Hospitalists and PCPs were found to encounter similar care coordination challenges, including (1) lack of time, (2) difficulty reaching other clinicians, (3) lack of personal relationships with other clinicians, (4) lack of information feedback loops, (5) medication list discrepancies, and (6) lack of clarity regarding accountability for pending tests and home health. Hospitalists additionally noted difficulty obtaining timely follow-up appointments for after-hours or weekend discharges. PCPs additionally noted (1) not knowing when patients were hospitalized, (2) not having hospital records for post-hospitalization appointments, (3) difficulty locating important information in discharge summaries, and (4) feeling undervalued when hospitalists made medication changes without involving PCPs. Hospitalists and PCPs identified common themes of successful care coordination as (1) greater efforts to coordinate care for "high-risk" patients, (2) improved direct telephone access to each other, (3) improved information exchange through shared electronic medical records, (4) enhanced interpersonal relationships, and (5) clearly defined accountability.

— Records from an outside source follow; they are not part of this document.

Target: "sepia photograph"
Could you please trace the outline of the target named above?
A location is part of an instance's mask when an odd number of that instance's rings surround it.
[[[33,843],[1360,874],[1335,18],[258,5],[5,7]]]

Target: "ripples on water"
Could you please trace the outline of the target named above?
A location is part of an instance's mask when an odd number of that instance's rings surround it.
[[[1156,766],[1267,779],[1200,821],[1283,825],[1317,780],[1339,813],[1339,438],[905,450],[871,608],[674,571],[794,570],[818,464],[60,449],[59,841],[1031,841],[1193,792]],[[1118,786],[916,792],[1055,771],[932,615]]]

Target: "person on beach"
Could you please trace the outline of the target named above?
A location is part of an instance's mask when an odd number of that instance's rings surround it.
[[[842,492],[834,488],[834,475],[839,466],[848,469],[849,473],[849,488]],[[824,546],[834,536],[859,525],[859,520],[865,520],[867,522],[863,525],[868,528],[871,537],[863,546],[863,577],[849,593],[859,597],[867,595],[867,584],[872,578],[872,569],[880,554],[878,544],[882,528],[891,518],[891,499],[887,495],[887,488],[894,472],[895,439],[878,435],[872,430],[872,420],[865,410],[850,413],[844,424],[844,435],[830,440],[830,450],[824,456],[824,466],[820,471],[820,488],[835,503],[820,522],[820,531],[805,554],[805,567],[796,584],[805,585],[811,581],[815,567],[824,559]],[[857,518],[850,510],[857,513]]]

Hospitalists and PCPs encounter similar challenges in care coordination, yet have important experiential differences related to sending and receiving roles for hospital discharges. Efforts to improve coordination of care between hospitalists and PCPs should aim to understand perspectives of clinicians in each setting.
成年住院医师与初级保健提供者(PCP)之间的护理协调是实现从医院到家庭成功护理过渡的关键组成部分,但目前对此尚未得到充分理解。

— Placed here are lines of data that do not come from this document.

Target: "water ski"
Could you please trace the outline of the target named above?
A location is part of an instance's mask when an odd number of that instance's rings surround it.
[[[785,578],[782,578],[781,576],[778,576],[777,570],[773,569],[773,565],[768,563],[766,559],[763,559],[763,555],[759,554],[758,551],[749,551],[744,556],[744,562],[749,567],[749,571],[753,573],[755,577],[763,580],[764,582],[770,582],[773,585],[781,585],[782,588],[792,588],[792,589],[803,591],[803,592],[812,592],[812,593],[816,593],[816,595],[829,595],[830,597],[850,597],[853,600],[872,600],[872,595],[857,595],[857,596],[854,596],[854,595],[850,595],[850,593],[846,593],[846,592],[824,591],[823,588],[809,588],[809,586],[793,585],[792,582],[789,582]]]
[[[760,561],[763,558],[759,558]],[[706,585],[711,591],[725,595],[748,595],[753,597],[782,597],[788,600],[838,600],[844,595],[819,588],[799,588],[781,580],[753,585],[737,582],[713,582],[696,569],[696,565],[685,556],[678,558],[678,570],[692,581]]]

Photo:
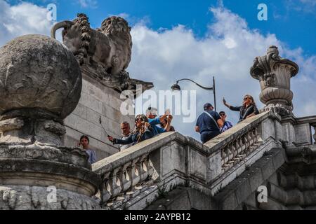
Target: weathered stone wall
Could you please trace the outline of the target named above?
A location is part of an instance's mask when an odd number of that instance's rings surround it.
[[[108,134],[119,137],[119,124],[127,121],[133,128],[134,115],[122,115],[119,108],[124,100],[120,99],[119,92],[91,78],[84,71],[82,78],[80,101],[76,109],[64,120],[67,129],[64,145],[74,146],[81,135],[87,135],[90,146],[96,150],[97,160],[100,160],[119,151],[117,146],[107,141],[99,122],[100,116]]]

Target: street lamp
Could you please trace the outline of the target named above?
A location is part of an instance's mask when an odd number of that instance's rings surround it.
[[[172,85],[171,86],[171,90],[177,90],[177,91],[180,91],[181,90],[181,88],[180,88],[180,85],[178,84],[180,81],[182,80],[188,80],[188,81],[191,81],[193,83],[195,83],[197,86],[200,87],[202,89],[204,89],[206,90],[213,90],[213,93],[214,94],[214,106],[215,106],[215,111],[216,111],[216,94],[215,92],[215,78],[214,76],[213,76],[213,87],[204,87],[203,85],[199,85],[199,83],[197,83],[196,82],[195,82],[194,80],[189,79],[189,78],[183,78],[183,79],[180,79],[176,81],[176,84]]]

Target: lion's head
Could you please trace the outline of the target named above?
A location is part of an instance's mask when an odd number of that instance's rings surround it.
[[[131,27],[126,20],[117,16],[111,16],[105,19],[101,24],[101,29],[105,34],[127,33],[131,31]]]

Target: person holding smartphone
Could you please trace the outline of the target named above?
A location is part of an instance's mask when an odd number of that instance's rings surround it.
[[[107,139],[114,144],[127,145],[132,144],[135,145],[140,141],[152,138],[154,136],[153,129],[148,122],[148,118],[143,114],[139,114],[135,118],[136,129],[126,139],[114,139],[108,136]]]
[[[242,106],[232,106],[229,105],[225,98],[223,98],[223,103],[225,106],[228,107],[230,110],[234,111],[239,111],[239,120],[238,122],[243,121],[244,120],[259,114],[256,102],[249,94],[246,94],[244,97],[244,101]]]
[[[83,135],[80,137],[80,142],[78,144],[78,146],[82,146],[82,148],[89,155],[88,161],[90,162],[90,164],[93,164],[96,162],[96,152],[89,148],[89,138],[86,135]]]

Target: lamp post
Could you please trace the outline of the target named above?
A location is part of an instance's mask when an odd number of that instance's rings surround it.
[[[199,83],[197,83],[196,82],[195,82],[194,80],[190,79],[190,78],[182,78],[176,81],[176,84],[172,85],[171,86],[171,90],[181,90],[181,88],[180,87],[180,85],[178,84],[180,81],[182,80],[188,80],[190,82],[192,82],[193,83],[195,83],[195,85],[197,85],[197,86],[199,86],[199,88],[206,90],[213,90],[213,93],[214,95],[214,106],[215,106],[215,111],[216,111],[216,92],[215,92],[215,78],[214,76],[213,76],[213,87],[204,87],[203,85],[199,85]]]

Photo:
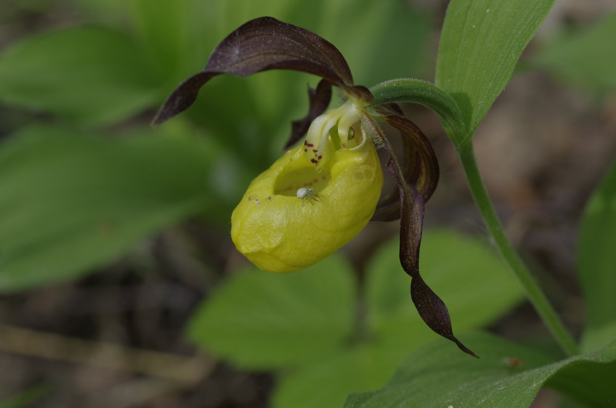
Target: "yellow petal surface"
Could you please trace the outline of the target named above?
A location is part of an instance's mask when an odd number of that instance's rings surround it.
[[[365,226],[380,197],[370,141],[334,150],[318,173],[304,154],[290,150],[254,179],[231,216],[235,247],[264,271],[293,272],[331,255]],[[298,198],[302,187],[316,195]]]

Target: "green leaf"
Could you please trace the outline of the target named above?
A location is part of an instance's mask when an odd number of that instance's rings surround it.
[[[378,341],[408,353],[435,335],[411,301],[409,278],[397,261],[398,245],[387,243],[370,262],[368,321]],[[455,333],[494,321],[524,297],[500,258],[480,240],[428,230],[419,259],[424,279],[447,305]]]
[[[547,69],[599,96],[616,89],[616,13],[590,28],[563,36],[538,54],[531,66]]]
[[[372,105],[391,102],[419,104],[436,112],[448,133],[463,134],[466,131],[455,100],[432,83],[411,78],[391,80],[373,86],[370,92],[375,96]]]
[[[126,36],[95,27],[46,32],[0,55],[0,99],[80,125],[108,124],[161,97],[161,81]]]
[[[384,244],[368,266],[366,338],[283,377],[274,394],[275,407],[339,407],[351,393],[383,386],[416,347],[437,338],[411,300],[399,245],[397,239]],[[500,259],[479,240],[428,230],[420,258],[426,281],[449,306],[454,329],[485,325],[523,296]],[[453,345],[450,347],[468,359]]]
[[[524,47],[554,0],[452,0],[436,65],[436,84],[453,97],[470,137],[509,81]]]
[[[616,338],[616,165],[586,208],[580,232],[578,269],[586,305],[583,344],[589,350]]]
[[[249,369],[326,359],[351,335],[354,287],[349,265],[336,255],[293,274],[238,273],[195,313],[189,337]]]
[[[213,160],[200,144],[144,136],[33,128],[5,142],[0,291],[83,275],[179,219],[214,210],[206,189]]]
[[[611,406],[615,401],[608,388],[613,386],[609,379],[616,374],[616,342],[597,353],[550,364],[533,350],[491,335],[461,337],[465,343],[476,345],[481,359],[471,359],[444,341],[435,342],[413,353],[386,387],[351,395],[344,408],[525,408],[546,381],[564,389],[573,378],[583,381],[575,388],[585,388],[586,406]],[[583,380],[581,374],[595,370],[608,374],[599,381],[602,384]]]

本研究旨在从北卡罗来纳州住院医师和初级保健提供者的角度,了解护理协调中的挑战以及潜在的解决方案。
我们对58名临床医生进行了一项探索性定性研究,其中包括四个住院医师焦点小组(n = 32)、三个初级保健提供者焦点小组(n = 19)以及一个由住院医师和初级保健提供者组成的混合小组(n = 7)。
访谈指南包括有关护理协调、信息交流、后续护理、责任追究和药物管理的问题。焦点小组会议进行了录音,逐字转录,并在ATLAS.ti中进行分析。采用持续比较法评估住院医师和初级保健提供者之间的差异。
发现住院医师和初级保健提供者面临类似的护理协调挑战,包括(1)时间不足,(2)难以联系到其他临床医生,(3)与其他临床医生缺乏个人关系,(4)缺乏信息反馈回路,(5)药物清单差异,以及(6)对于待办检查和家庭健康护理的责任不明确。住院医师还指出,在非工作时间或周末出院后难以获得及时的随访预约。初级保健提供者还指出(1)不知道患者何时住院,(2)没有用于出院后预约的医院记录,(3)在出院小结中难以找到重要信息,以及(4)当住院医师在未告知初级保健提供者的情况下更改药物时感到被轻视。住院医师和初级保健提供者确定了成功护理协调的共同主题为(1)加大对“高危”患者护理协调的力度,(2)改善彼此之间的直接电话联系,(3)通过共享电子病历改善信息交流,(4)加强人际关系,以及(5)明确界定责任。
住院医师和初级保健提供者在护理协调方面面临类似的挑战,但在医院出院的发送和接收角色方面存在重要的经验差异。改善住院医师和初级保健提供者之间护理协调的努力应旨在了解每种情况下临床医生的观点。